The rule, known generally as the “Waters of the United States” rule, would extend the EPA and Corps of Engineers’ regulatory reach to an untold number of small bodies of water, including roadside ditches and short-lived streams or any other area where the agencies believe water may flow once every 100 years.
This rule could have dire consequences for homeowners, farmers, and other entities by forcing them to navigate a complex federal bureaucracy and obtain costly permits in order to perform everyday tasks like digging ditches, building fences, or spraying fertilizers. Failure to comply with this new regulatory scheme could result in fines of up to $37,500 a day.

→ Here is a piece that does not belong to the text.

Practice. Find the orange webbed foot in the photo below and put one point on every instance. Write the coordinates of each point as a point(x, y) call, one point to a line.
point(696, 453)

“Today I am joining with a bipartisan coalition of attorneys general to challenge an unlawful and unprecedented expansion of federal power over private property owners and state and local matters” said Olens. “The scope of the ‘Waters of the United States’ rule is breathtaking and will directly impact the everyday lives of Georgians, from farmers to homeowners. Under this excessive and expensive rule, a farm pond, or even a homeowner’s backyard could be subject to federal regulation. As the federal government continues to issue burdensome and unconstitutional executive directives at an alarming rate, I remain steadfast in my commitment to protect and defend the interests of Georgians.”

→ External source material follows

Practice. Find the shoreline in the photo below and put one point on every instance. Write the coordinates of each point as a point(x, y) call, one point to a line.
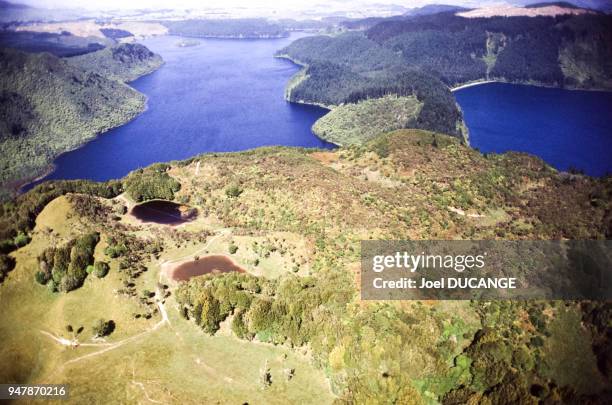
point(519, 83)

“Through the finalization of this rule, a clear punitive overreach of the government’s power has taken place,” said Georgia Agriculture Commissioner Gary Black. “I view this as a frontal assault on private property rights; federal overreach on steroids. My sincere hope is that through this joint complaint, we will thwart yet another blatant overreach of the federal government.”
In the complaint, the Attorneys General of West Virginia, Alabama, Florida, Georgia, Kansas, Kentucky, South Carolina, Utah, and Wisconsin argue the final rule put forward by the EPA and Corps of Engineers violates the Clean Water Act, the Administrative Procedure Act, and the U.S. Constitution and usurps the states’ primary responsibility for the management, protection, and care of intrastate waters and lands.
While the Clean Water Act gave the EPA and Corps authority to regulate “navigable waters” – defined as “waters of the United States” – Congress made sure that states would retain their constitutional, sovereign responsibility over non-navigable, intrastate lands and waters. The U.S. Supreme Court has twice rejected the agencies’ attempts to expand their authority (in Solid Waste Agency of Northern Cook County v. Army Corps of Engineers and Rapanos v. United States). However, this latest rule written by the two administrative agencies gives them virtually limitless power over these waters.
The complaint asks a federal judge to declare the rule illegal and issue an injunction to prevent the agencies from enforcing it. It also asks the judge to order the agencies to draft a new rule that complies with the law.